Solving OCPs

Info: The functionality presented here was introduced in opengen version 0.10.0a1. The API is still young and is likely to change in version 0.11.

After an OCP optimizer has been built, it can be called using the method solve(...). The main difference compared to the low-level interface is that the OCP optimizer accepts named parameters rather than a manually packed parameter vector.

For example, if the OCP declares the parameters x0, xref, q, and r, the optimizer can be called as

result = ocp_optimizer.solve(
    x0=[0.4, 0.2],
    xref=[0.0, 0.0],
    q=30.0,
    r=1.0,
)

Any parameter with a default value may be omitted. For example, if xref, q, and r have defaults, then the following is also valid:

result = ocp_optimizer.solve(x0=[0.4, 0.2])

Optional warm-start information may also be provided:

result = ocp_optimizer.solve(
    x0=[0.4, 0.2],
    initial_guess=[0.0] * 20,
    initial_lagrange_multipliers=[0.0] * 5,
    initial_penalty=10.0,
)

Solution object

The method solve(...) returns an object of type OcpSolution. This object contains both the raw low-level solver status and OCP-oriented views such as the stage-wise inputs and the state trajectory.

The most commonly used fields are:

• result.inputs: sequence of optimal inputs
• result.states: sequence of states
• result.cost: value of the objective at the solution
• result.exit_status: solver exit status
• result.solve_time_ms: total solver time in milliseconds

Additional solver diagnostics are also available:

• result.penalty
• result.num_outer_iterations
• result.num_inner_iterations
• result.last_problem_norm_fpr
• result.f1_infeasibility
• result.f2_norm
• result.lagrange_multipliers

For convenience, the solution object can be printed directly:

print(result)

This displays a compact summary of the solution, including inputs, states, and solver diagnostics.

Direct bindings and TCP

The same high-level solve(...) interface is used regardless of whether the optimizer was built with direct Python bindings or with the TCP interface. When TCP is used, the underlying server is managed automatically by the generated optimizer wrapper.
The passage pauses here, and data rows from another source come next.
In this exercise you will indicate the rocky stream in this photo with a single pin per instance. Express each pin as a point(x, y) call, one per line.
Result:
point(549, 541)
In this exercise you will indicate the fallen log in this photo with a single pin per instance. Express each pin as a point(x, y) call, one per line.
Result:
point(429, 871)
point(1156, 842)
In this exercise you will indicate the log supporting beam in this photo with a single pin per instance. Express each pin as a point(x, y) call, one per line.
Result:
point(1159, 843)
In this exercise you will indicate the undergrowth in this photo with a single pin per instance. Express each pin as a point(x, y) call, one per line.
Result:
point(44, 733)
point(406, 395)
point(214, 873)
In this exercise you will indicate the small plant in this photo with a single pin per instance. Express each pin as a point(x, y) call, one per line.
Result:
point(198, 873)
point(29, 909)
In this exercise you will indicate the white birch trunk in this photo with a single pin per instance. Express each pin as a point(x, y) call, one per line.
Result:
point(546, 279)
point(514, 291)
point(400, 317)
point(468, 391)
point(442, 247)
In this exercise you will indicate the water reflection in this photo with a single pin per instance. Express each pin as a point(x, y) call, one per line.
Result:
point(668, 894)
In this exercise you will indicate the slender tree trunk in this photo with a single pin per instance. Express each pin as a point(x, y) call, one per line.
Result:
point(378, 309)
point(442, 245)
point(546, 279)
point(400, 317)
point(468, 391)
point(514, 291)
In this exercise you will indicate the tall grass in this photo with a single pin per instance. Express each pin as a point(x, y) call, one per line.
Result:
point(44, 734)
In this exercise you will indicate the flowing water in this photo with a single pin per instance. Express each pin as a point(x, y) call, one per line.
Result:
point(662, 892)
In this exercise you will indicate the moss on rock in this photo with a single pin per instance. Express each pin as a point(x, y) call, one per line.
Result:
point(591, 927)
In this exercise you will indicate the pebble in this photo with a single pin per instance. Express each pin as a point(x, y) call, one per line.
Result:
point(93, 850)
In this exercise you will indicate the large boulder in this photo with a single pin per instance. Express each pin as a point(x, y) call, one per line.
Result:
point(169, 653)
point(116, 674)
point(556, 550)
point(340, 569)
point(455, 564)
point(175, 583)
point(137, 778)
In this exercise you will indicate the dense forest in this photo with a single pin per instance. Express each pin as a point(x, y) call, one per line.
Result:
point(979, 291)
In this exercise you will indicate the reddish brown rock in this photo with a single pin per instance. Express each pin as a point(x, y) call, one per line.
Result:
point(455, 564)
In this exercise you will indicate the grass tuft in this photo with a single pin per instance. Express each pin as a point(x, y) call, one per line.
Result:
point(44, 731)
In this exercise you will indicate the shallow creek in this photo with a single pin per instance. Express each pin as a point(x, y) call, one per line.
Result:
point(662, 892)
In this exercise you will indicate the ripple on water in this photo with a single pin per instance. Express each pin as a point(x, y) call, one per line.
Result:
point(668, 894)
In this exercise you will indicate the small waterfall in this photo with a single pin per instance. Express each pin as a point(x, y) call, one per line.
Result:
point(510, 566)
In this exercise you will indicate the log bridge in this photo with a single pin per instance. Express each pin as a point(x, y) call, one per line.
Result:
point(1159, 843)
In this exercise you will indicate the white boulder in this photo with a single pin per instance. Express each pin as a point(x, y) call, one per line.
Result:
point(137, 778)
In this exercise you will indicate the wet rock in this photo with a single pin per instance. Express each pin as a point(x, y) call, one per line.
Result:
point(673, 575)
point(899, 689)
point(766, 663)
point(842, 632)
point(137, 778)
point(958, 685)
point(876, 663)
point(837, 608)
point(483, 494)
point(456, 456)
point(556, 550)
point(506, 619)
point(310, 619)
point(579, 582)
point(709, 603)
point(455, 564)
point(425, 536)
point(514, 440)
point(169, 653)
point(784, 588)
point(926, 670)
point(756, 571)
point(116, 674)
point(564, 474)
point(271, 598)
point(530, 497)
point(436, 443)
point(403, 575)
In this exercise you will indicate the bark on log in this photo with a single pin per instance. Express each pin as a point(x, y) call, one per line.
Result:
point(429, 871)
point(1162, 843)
When the optimizer is accessed over TCP, the server is started automatically the first time solve(...) is called and remains alive for subsequent calls. When you are done with the optimizer, you should stop the TCP server explicitly by calling:

ocp_optimizer.kill()

This has no effect for optimizers using direct Python bindings.

Reloading a generated optimizer

Generated OCP optimizers save a manifest automatically when they are built. They can later be reloaded without rebuilding:

optimizer = og.ocp.GeneratedOptimizer.load(
    "path/to/optimizer_manifest.json"
)

result = optimizer.solve(x0=[0.4, 0.2], xref=[0.0, 0.0])

This is useful when you want to reuse a previously generated solver across Python sessions.